Esto incluye tanto el área de cultivo (interior o exterior) como herramientas, macetas, las propias plantas y a nosotros mismos. En los interiores es muy importante cambiarse de calzado y ropa (o cubrirse con buzo de trabajo) cuando llegamos del exterior, sobre todo si se trata de zona de campo.

Ventilación

Una corriente de aire constante dentro del cultivo –suficiente para mantener hojas y ramas en movimiento sin estresar a las plantas- es un gran preventivo de plagas sobre todo en interiores e invernaderos. Las plagas proliferan en lugares que les son cómodos, y un lugar donde siempre sopla aire no lo es ni para insectos ni para hongos. También facilitarás la ventilación de la zona baja del cultivo podando de brotes y hojas de los 10cm primeros del tallo sobre la tierra.

Observación

Toda plaga empieza por una pequeña población que pasa desapercibida para el cultivador. La observación metódica o relajada de la sala en su conjunto -y de las plantas en particular- suele ser un arma infalible. El modo relajado es tomarse una hora para observar en quietud: cualquier cosa que se mueva o desentone acabará saltándote a la vista (vigila las partes menos aireadas y expuestas del cultivo).
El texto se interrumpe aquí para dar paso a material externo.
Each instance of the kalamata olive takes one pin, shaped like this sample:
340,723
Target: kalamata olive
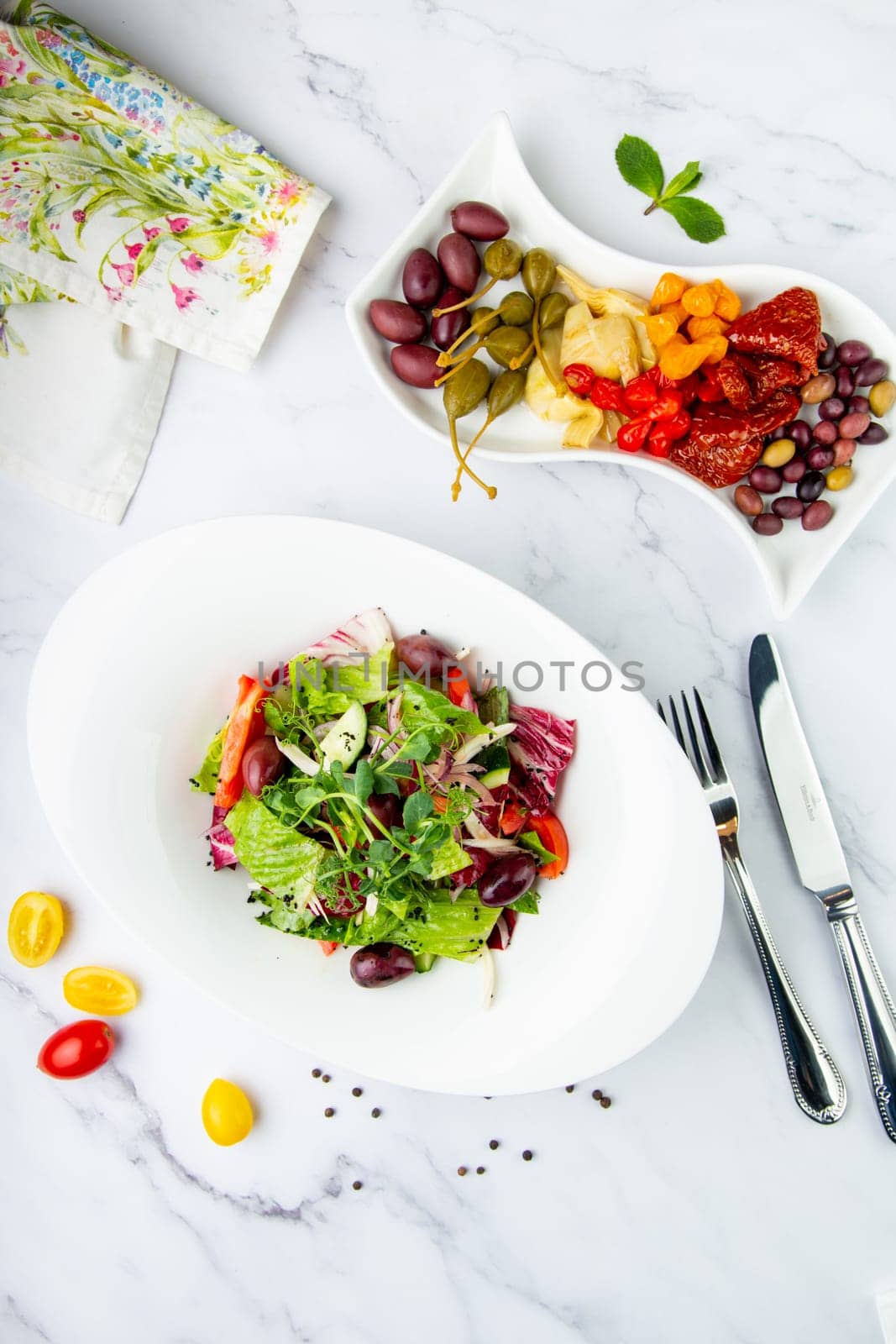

La forma metódica pasaría por colocar trampas detectoras y tomar muestras periódicamente de las partes media-baja de las plantas y observarlas ayudado de una lupa o microscopio en busca de huevos o larvas de insectos.

Cuarentena

no introduzcas ninguna planta procedente del exterior u otro indoor sin aislarla durante un par de semanas para asegurar que no porta ninguna enfermedad.

Todo esto puede parecer demasiado pesado pero tomándolo como rutina es fácil llevarlo a cabo y evitará el desagradable momento de descubrir que una plaga se está comiendo nuestras plantas y tener que empezar a luchar cuando ellos llevan ventaja.